Post-transcriptional regulation of gene expression in bacteria

Our lab focuses on understanding the coordination between RNA targeting, degradation, and translation in bacteria.

Most species of bacteria are harmless and are often beneficial, but others can cause infectious diseases. The expression of virulence genes is often regulated through RNA chaperone protein Hfq and small RNAs (sRNAs). Hfq mediates the base pairing between sRNAs and target mRNAs which leads to up- or downregulation of the target. Down- or upregulation of a target occurs mainly via altering the translation initiation or target RNA degradation. RNA degradation in bacteria is facilitated by a degradosome, a complex of ribonuclease E (RNase E), enolase, RhlB helicase, and PNPase.

Fig. 1. Posttranscriptional regulation of gene expression in bacteria mediated via Hfq protein and sRNAs.

The degradosome can also preassemble with sRNA and Hfq. This complex could be potentially more efficient in regulating target mRNA in comparison to sequential targeting by sRNA and degradosome. Since complexes assemble via alternative pathways, we will also investigate if the formation mechanism changes the regulatory outcome.

Moreover, these complexes in cells attempt to bind mRNA that is likely undergoing translation. Timely coordination between targeting, degradation and translation is crucial for efficient mRNA regulation. However, how it occurs in real-time is not known. To test this, we will reconstitute active translation in vitro and test the assembly of targeting and degrading complexes.

Single-molecule TIRF microscopy

Significant effects of sRNAs in gene expression are observed as quickly as 1-2 minutes from signal induction, yet we do not fully understand how the coordination between these processes occurs so efficiently on this time scale. To address this issue, we need to monitor the assembly of RNA-protein complexes as it evolves in real-time on time scales relevant in vivo. Moreover, the fate of individual sRNAs can vary, e. g. some sRNAs might fail to bind the protein, or to find a cognate mRNA.  

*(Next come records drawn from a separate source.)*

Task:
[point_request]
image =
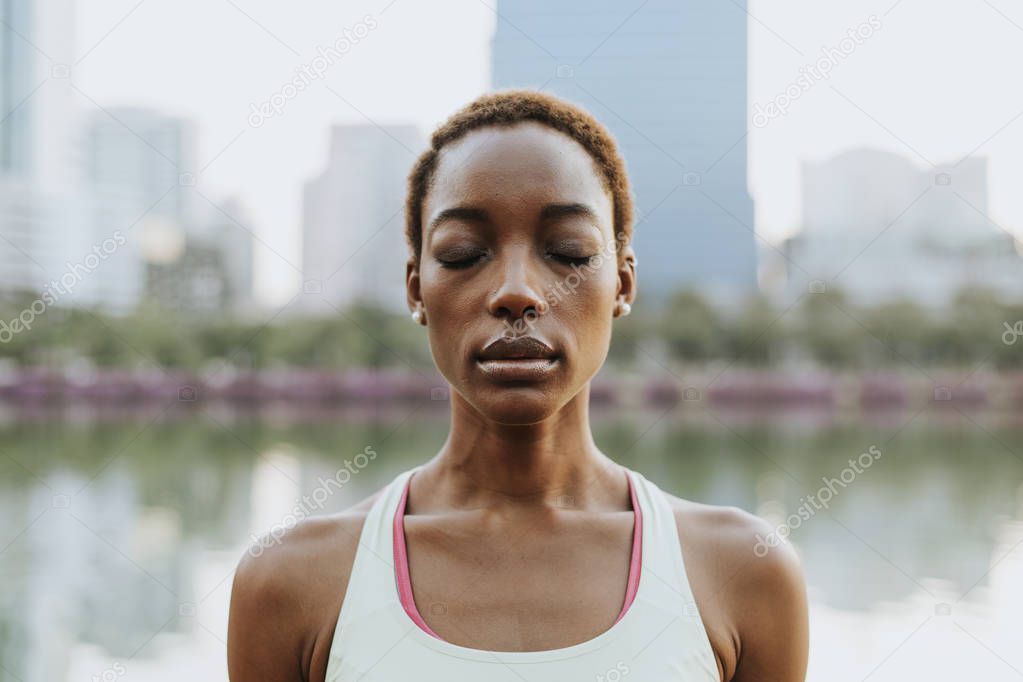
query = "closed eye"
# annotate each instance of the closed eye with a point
(460, 264)
(573, 260)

With this in mind, to really dive deep into the molecular mechanism of sRNA action, we need a method that:

• provides a high temporal resolution (scale of milliseconds to minutes)
• provides spatial resolution to resolve changes in the conformation of RNA-protein or RNA-RNA complexes.
• allows the visualization of various pathways of the reaction

Single-molecule TIRF microscopy allows the visualization of hundreds of biomolecules immobilized on the microscopic slide. However, each molecule is analyzed separately. Molecules are fluorescently labeled, and the interactions are detected by colocalization of fluorophores or FRET.